En arrivant en Afghanistan le 10 novembre 2007, ma première impression a été celle d’un terrain d’aviation sale, poussiéreux et bruyant. En tant que seul agent de la paix civil à l’aérodrome de Kandahar, je suscitais beaucoup de curiosité, et on me demandait constamment ce que j’y faisais. Il semble que très peu de personnes savent que depuis 2005, les policiers canadiens offraient des services de mentorat. Toutefois, dans le contexte de l’époque, comme bien d’autres éléments, la police passait presque inaperçue. On ne consacrait que très peu d’énergie pour l’améliorer, pour former les agents de la paix et pour leur offrir un mentorat qui leur permettrait d’être efficients, efficaces et professionnels dans cette partie du pays.
C’est alors que l’initiative sur le perfectionnement ciblé par district a été instaurée. Cette initiative était dirigée par les États‑Unis et notre rôle consistait à choisir des districts où nous croyions qu’un certain succès était possible avec ce programme. Pour choisir les districts où donner notre formation, il a fallu faire face à divers intérêts conflictuels, étant donné le petit nombre d’écoles et de mentors disponibles. Notre plus grande réussite a été de faire de Kandahar une priorité. Nous savions que nous pourrions y faire une différence en ce qui a trait aux services de police civils, puisque les déplacements dans la ville étaient encore possibles, que la population était plus intéressée par les services de police axés sur la collectivité et que des mécanismes étaient déjà en place pour appuyer ces programmes. Nous avons donc pu offrir un soutien et des mentors non seulement à Kandahar, mais aussi dans les districts principaux de Zhari, de Panjwayi, d’Arghandab, de Dand, de Daman et de Spin Boldak.

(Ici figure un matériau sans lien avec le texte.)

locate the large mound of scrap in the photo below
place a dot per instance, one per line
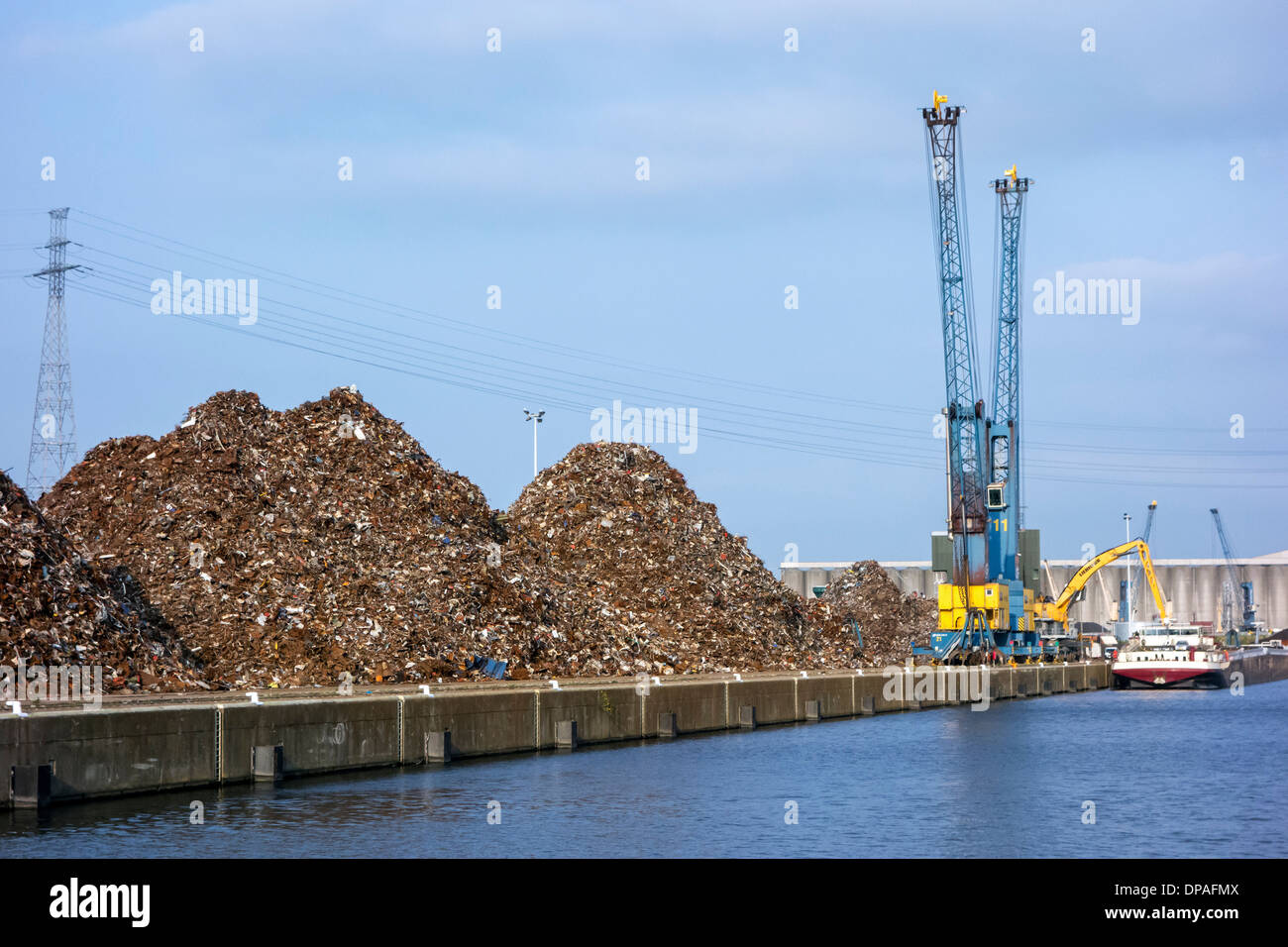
(59, 608)
(863, 600)
(651, 579)
(297, 547)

Pour réussir ce projet, il fallait trouver un plus grand nombre d’agents de police qui avaient les compétences requises pour offrir du mentorat et de la formation aux membres de la Police nationale afghane (PNA). Pendant la dernière année, nous avons triplé le nombre d’agents de l’Équipe de reconstruction provinciale (ERP) à Kandahar. Cette équipe comptait huit personnes quand j’y suis arrivé; maintenant, vingt‑quatre agents travaillent dans la province. Nous avons réussi à faire construire notre propre centre de formation et offert une formation policière utile à des centaines d’agents de la PNA. Nous avons donné à ces derniers des cours sur l’installation d’un cordon de sécurité en cas d’explosion de dispositifs explosifs de circonstance, les premiers soins au combat, les techniques d’entrevue, la lutte antiterroriste, la sécurité des agents, les armes à feu, la gestion des points de contrôle des véhicules, la gestion d’un commissariat de police, et la gestion des scènes de crime, ainsi que des cours de garde du corps, afin de les aider à s’acquitter de leurs tâches quotidiennes.

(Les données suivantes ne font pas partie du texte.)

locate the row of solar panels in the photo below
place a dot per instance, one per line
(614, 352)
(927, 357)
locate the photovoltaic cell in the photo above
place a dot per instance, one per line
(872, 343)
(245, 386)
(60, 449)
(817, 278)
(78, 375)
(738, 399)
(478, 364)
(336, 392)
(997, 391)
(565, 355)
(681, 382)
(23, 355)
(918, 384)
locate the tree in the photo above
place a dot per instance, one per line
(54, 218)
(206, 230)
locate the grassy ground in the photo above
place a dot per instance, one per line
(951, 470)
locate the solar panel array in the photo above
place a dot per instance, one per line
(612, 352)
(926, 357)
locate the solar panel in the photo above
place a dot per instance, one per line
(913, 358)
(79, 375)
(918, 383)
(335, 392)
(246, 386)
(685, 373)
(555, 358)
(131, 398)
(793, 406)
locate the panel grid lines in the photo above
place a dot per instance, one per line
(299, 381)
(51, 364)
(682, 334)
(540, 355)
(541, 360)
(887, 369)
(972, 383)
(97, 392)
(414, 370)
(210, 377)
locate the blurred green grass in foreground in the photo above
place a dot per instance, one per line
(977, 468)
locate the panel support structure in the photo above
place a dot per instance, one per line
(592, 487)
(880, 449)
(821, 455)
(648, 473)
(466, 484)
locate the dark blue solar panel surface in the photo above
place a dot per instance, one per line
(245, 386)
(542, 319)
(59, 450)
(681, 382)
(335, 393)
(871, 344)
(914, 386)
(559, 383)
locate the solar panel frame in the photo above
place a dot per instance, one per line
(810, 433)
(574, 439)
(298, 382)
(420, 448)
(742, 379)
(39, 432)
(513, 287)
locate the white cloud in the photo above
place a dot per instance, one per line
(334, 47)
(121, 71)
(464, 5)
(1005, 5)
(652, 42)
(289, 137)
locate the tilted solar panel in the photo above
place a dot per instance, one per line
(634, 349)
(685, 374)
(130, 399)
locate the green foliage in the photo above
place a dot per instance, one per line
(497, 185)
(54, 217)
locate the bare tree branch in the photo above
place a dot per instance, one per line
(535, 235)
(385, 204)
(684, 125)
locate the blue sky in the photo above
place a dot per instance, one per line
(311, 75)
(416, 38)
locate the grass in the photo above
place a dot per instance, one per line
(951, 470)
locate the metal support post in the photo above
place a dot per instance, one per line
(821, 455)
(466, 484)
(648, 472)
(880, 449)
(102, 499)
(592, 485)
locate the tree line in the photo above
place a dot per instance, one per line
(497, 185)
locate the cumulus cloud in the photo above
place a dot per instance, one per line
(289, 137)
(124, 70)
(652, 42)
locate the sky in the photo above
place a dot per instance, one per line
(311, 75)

Bien que nous ayons aidé à former plus de 1 200 membres de la PNA dans nos districts, il reste encore beaucoup de travail à faire. La PNA continue d’être la principale cible des insurgés, qui sont la cause de la perte de plus de 1 100 agents par année partout au pays, plus particulièrement dans les régions du sud. La PNA a donc besoin d’un plus grand soutien et d’une meilleure gestion de l’équipement. Elle a également de graves problèmes d’analphabétisme et de toxicomanie à surmonter. Malgré cela, la police gagne tranquillement du terrain; aussi, elle est plus confiante dans ses capacités et elle gagne le respect de la population, ce qui est essentiel à sa réussite. Les policiers ont encore besoin d’appui, de formation et d’aide avant de pouvoir voler de leurs propres ailes, mais au cours de la dernière année, ils se sont enfin bien engagés dans cette voie. Il ne manque pas de recrues, et à mesure que croît notre capacité de les former, notre capacité de leur offrir un mentorat devra également être accrue, et ce, à tous les échelons. Il s’agit là d’un projet à long terme qui nécessitera du temps et de la patience, tant de notre part que de celle des Afghans.
Il a été bon de voir tous les changements qui ont été apportés et d’avoir participé au mouvement qui a marqué leur envol. Cette période a été, jusqu’à maintenant, la plus intéressante, la plus unique et aussi la plus exigeante de ma carrière. Ici, j’ai perdu et j’ai trouvé des amis. Mon expérience de l’Afghanistan restera avec moi pendant de longues années encore.
Le surint. Joe McAllister de la GRC travaille au sein de l’Équipe de reconstruction provinciale à Kandahar depuis le 10 novembre 2007.